Les enquêtes se déroulent sans systématisme. L’auteure sait diversifier ses approches en fonction des personnalités et des objets à étudier. Elle restitue les propos des uns et des autres et ne néglige pas de citer les difficultés.

En l’occurrence, il est clair qu’une œuvre résultant d’une collaboration requiert du temps, le temps de la rencontre des personnes, le temps de maturation du projet, et à l’échelle choisie, par exemple, par Barcelo, le temps d’obtenir les accords de réalisation dans un lieu particulier (une chapelle), le temps de calculer techniquement les structures à mettre en place (échafaudages), bien avant de s’intéresser au temps de réalisation de l’œuvre. En particulier lorsque l’artiste aime les improvisations.

On notera aussi que ces collaborations permettent d’inventer de nouvelles techniques, compte tenu du fait de leur ampleur.

Néanmoins, pour revenir sur le thème général à traiter, la création artistique dans ces nouvelles conditions, on ne peut éviter d’insister sur le fait que ces collaborations constituent une véritable éducation nouvelle pour chacun. Pour l’artiste qui, dans les conditions actuelles, reste éduqué à agir en personne. Pour les collaborateurs qui doivent se méfier des intuitions inappropriées de l’artiste. Les uns comme les autres ne peuvent collaborer que si chacun fait un pas vers l’autre, et si chacun accepter de tenir compte de son absence de compétence sur tel ou tel point.

Barcelo est obligé de reconnaître que, se lançant dans une aventure de vitraux, il ne connait rien au verre. Son verrier de son côté est entraîné d’abord vers un échec. Parfois chacun est au seuil de la rupture avec l’autre. Mais l’osmose arrive. Et l’effervescence créative revient. Bien sûr, nous simplifions ce que raconte fort bien Anne Sauvageot, mais il s’agit bien de cela, des avatars d’une manière collective de créer (Barcelo ne clame pas partout les vertus de son ego).

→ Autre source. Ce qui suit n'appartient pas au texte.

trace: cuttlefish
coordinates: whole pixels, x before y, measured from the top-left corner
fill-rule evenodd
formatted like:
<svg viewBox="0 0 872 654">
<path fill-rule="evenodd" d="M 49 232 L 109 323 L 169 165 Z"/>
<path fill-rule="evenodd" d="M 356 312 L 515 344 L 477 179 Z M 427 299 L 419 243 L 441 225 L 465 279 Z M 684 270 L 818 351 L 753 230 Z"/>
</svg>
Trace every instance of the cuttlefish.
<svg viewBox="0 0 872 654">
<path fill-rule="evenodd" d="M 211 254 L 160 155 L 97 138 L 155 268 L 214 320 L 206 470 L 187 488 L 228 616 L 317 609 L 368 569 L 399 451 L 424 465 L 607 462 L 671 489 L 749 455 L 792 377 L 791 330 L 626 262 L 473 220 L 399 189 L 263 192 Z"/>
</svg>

Ce que Barcelo renouvelle avec son intervention sur la coupole de la Salle des droits de l’homme et de l’alliance des civilisations au Palais des Nations Unies à Genève, dans une collaboration cette fois avec des ingénieurs du CERN, des entrepreneurs, des spécialistes de la restauration des fresques, etc.

Lorsque l’artiste américano-brésilien sollicite Thomas Pesquet, il est tout de même déjà engagé dans des travaux collaboratifs. Mais la réponse est aussi une fonction d’une certaine ouverture d’esprit, puisque le laboratoire de Pesquet est ouvert au monde culturel, et offre des résidences à des artistes. Double ouverture d’esprit par conséquent. Et cela pour que Pesquet réalise une œuvre dans l’espace en filmant ses fluctuations en apesanteur (un poème réalisé en apesanteur, une poésie spatiale à deux titres). C’est dire aussi s’il a fallu requérir de nombreuses autorisations pour une œuvre art-science inédite. L’auteur nous détaille toutes les procédures engagées. Le partage des rôles est examiné en détail.

Le travail de Céleste Boursier-Mougenot nous porte ailleurs. Il s’agit cette fois d’une chorégraphie de trois pianos à queue qui évoluent dans un espace de musée. Ils vont et viennent et se croisent, se rencontrent, se heurtent, s’évitent. Leur comportement cependant n’a rien d’aléatoire. On voit donc où se situe la collaboration : moteurs électriques, détecteurs, jeux sur le son, etc. Mécanique et électronique prennent part à l’exposition. Bref, un travail collectif, là aussi évident requis tant pour trouver les moyens mécaniques à mettre en œuvre que pour les modalités de téléguidage des pianos. Là aussi, après enquêtes et interviews, l’auteure nous fait part des rêves et des désillusions des uns et des autres.

Il faut conclure, et l’auteure nous accompagne. Trois œuvres, trois modes de partage et de collaboration. Néanmoins un point commun entre les trois : la mise en question de la forfaiture quasi systématique des professionnels de l’art quant à leur manière de passer sous silence ce et ceux qui pourraient porter ombrage à la sacralisation et à la starisation de l’artiste. Barcelo aime d’ailleurs travailler en collaboration, et il affirme même que la vie d’un artiste n’est même qu’une suite de collaborations.